Q: What are your plans for the introduction of a student financial aid system that doesn’t have a payback obligation?
A: A team, which is headed by the Senior Vice-Minister, is currently studying possible designs for the financial aid system. We plan to reach a conclusion through the FY 2017 budget compilation process and then put the final design into practice.
Q: What will the transfer of the Agency for Cultural Affairs to Kyoto accomplish? What is the proposed timeline?
A: The transfer must contribute to the revitalization and re-development of the region, as well as enhance the agency’s capacity. As an administrative organization, we must present a detailed explanation and receive approval from Diet members.

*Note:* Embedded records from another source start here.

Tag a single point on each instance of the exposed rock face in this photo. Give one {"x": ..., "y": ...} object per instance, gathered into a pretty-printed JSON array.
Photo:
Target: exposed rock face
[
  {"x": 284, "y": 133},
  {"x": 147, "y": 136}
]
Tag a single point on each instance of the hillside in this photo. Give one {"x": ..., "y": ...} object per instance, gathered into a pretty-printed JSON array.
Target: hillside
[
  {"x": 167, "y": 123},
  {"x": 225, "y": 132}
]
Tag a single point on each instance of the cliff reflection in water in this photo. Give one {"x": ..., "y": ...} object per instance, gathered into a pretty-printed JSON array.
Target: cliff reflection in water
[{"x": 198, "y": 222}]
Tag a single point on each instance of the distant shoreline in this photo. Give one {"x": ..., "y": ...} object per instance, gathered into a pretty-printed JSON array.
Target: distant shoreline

We are discussing “the complete transfer of the agency within several years.” I intend to continue working to achieve that goal.
Q: Regarding the fast-breeder reactor “Monju” (Fukui Prefecture), what is your plan for a new governing body to replace the Japan Atomic Energy Agency?
A: A study committee under former MEXT minister Hiroshi Hase issued a report in May that outlines the qualifications the new governing body should have. In accordance with the report’s findings, we will coordinate our efforts with related ministries and agencies and solve any budgetary, systematic, or organizational issues that might arise.